Il revient ensuite sur le Pacte de l’ONU signé au mois de décembre et qui a mené à la démission des ministres N-VA. « J’ai fait le choix de mettre en avant les valeurs de la Belgique. Et il y a eu, à ce moment-là, une divergence de vue (avec la N-VA) sur ce pacte. Donc la ligne du MR, elle est très claire. »
Les réactions fusent
Kristof Calvo, le chef de groupe Ecolo-Groen à la chambre et tête de liste à Anvers, n'a pas tardé à réagir. Il considère que le langage de Bart De Wever est inapproprié et déshumanisant. Il se dit « très indigné et déçu. » L'écologiste flamand fait, tout de suite, un lien avec les élections de ce dimanche. « Il y a une forte crainte que l'on assiste à un dimanche noir (en référence aux bons sondages pour le Vlaams Belang), mais il y a aussi une préoccupation envers la N-VA elle-même ». Il considère que « Bart De Wever représentait un rempart contre le Vlaams Belang. Mais ils se ressemblent, maintenant, de plus en plus. »
Ecolo s'est également exprimé sur ce sujet et réclame que le MR exclue dorénavant toute alliance avec la N-VA. « Ces pratiques et cette dialectique nous rappellent les pages les plus sombres de notre histoire européenne et belge. Elles mettent en cause nos valeurs les plus fondamentales. C'est la raison pour laquelle le Premier ministre Charles Michel doit les condamner sans ambiguïté », a affirmé le co-président d'Ecolo Jean-Marc Nollet, dans une réaction à Belga.

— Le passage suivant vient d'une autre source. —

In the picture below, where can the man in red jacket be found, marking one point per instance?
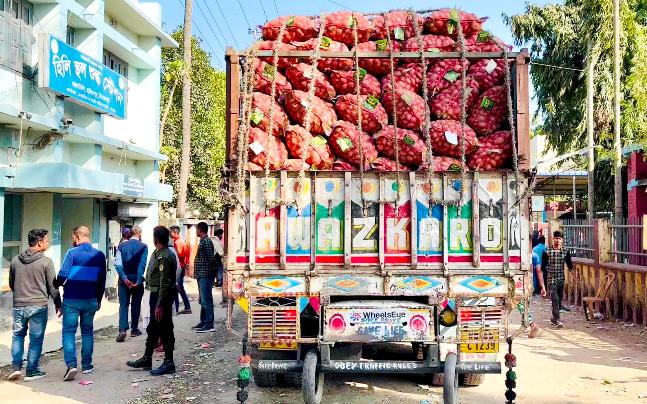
(183, 254)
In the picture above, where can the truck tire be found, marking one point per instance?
(264, 379)
(450, 379)
(313, 380)
(471, 379)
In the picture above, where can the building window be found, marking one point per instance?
(115, 63)
(16, 37)
(12, 229)
(69, 36)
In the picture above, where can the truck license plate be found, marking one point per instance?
(481, 347)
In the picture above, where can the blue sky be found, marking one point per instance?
(221, 23)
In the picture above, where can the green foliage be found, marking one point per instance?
(559, 35)
(207, 127)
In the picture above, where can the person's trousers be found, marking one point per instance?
(34, 320)
(160, 329)
(205, 286)
(78, 312)
(129, 297)
(556, 293)
(181, 293)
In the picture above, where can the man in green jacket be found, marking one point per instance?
(160, 280)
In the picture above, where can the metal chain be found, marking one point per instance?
(395, 115)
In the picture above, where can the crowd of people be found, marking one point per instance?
(82, 276)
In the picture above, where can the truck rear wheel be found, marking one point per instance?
(450, 385)
(471, 379)
(313, 379)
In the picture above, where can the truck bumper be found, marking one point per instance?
(407, 367)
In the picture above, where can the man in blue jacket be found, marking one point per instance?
(83, 277)
(130, 263)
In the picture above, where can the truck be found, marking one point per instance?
(326, 263)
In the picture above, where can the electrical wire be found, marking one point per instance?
(249, 26)
(264, 12)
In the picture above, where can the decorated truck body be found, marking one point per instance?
(326, 259)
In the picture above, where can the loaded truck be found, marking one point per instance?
(347, 227)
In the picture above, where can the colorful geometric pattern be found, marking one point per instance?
(419, 283)
(346, 283)
(277, 283)
(480, 284)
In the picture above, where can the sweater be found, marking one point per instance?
(31, 279)
(83, 273)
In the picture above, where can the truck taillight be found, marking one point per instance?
(337, 323)
(418, 323)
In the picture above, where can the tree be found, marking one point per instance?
(207, 127)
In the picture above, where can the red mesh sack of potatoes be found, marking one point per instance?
(377, 67)
(401, 25)
(485, 42)
(445, 22)
(345, 82)
(328, 45)
(260, 114)
(263, 150)
(494, 152)
(405, 77)
(447, 104)
(489, 112)
(297, 28)
(345, 142)
(373, 114)
(340, 26)
(442, 163)
(322, 115)
(445, 138)
(488, 73)
(341, 165)
(300, 75)
(315, 149)
(265, 73)
(284, 63)
(411, 151)
(443, 74)
(410, 108)
(384, 164)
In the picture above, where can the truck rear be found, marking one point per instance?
(327, 262)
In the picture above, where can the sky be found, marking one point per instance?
(223, 23)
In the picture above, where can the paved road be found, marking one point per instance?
(581, 363)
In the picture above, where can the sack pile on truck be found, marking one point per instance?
(458, 108)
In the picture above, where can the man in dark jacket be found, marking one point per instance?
(31, 279)
(160, 279)
(130, 263)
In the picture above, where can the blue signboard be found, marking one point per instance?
(74, 74)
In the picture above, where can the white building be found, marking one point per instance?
(79, 121)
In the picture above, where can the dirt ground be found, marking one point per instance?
(582, 363)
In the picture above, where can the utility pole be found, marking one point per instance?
(186, 112)
(590, 88)
(616, 119)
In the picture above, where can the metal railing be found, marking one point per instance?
(578, 237)
(626, 241)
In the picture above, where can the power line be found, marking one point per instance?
(264, 12)
(249, 26)
(227, 23)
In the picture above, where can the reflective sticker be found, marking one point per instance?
(451, 137)
(257, 148)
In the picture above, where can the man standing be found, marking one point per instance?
(83, 277)
(183, 254)
(552, 262)
(130, 263)
(205, 273)
(31, 279)
(160, 278)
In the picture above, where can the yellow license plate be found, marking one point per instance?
(481, 347)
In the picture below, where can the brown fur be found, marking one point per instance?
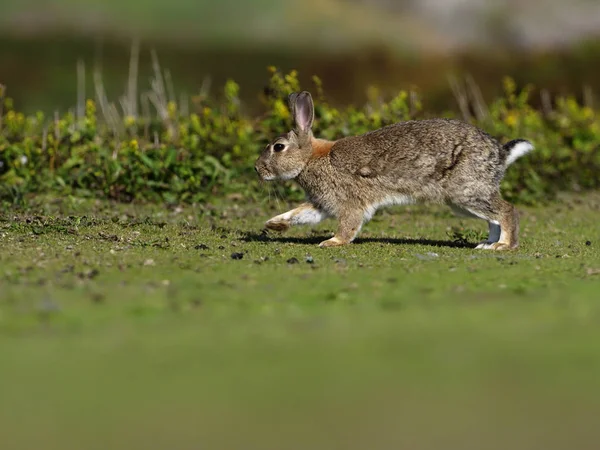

Le chef de groupe socialiste à la Chambre, Ahmed Laaouej a, lui aussi, réagi. Il qualifie cette vision politique d'« intolérable ». Il déclare que « la lutte contre la criminalité, qui est un objectif d'intérêt général, ne se fait pas en visant certaines nationalités ou origines, en stigmatisant certaines parties de la population. »
Illégal pour la Ligue des Droits Humains
Pierre-Arnaud Perrouty, le directeur de la Ligue des Droits Humains, revient sur les soupçons de « rafles » au parc Maximilien dénoncées à l'époque par la Ligue. « Là, on a confirmation que, oui, la police procédait à des rafles sur base de quotas préétablis. Alors, fonctionner sur base d'un nombre de places disponibles en centre fermé, cela peut sembler, d'une certaine manière, être une bonne gestion. Mais, c'est surtout fonctionner à l'envers. Les forces de police sont censées contrôler des gens pour ce qu'ils ont fait ou sont suspectés d'avoir fait mais pas déterminer, à priori, combien de personnes on va trouver dans l'illégalité parce que par définition on ne le sait pas. » Pour ce qui est des nationalités, Pierre-Arnaud Perrouty considère que c'est clairement illégal. « C'est une discrimination sur base de la nationalité. Vous ne pouvez pas décider d'aller arrêter tel origine ethnique dans la rue ou telle nationalité en fonction des places que vous avez dans un avion. C'est strictement illégal » affirme-t-il.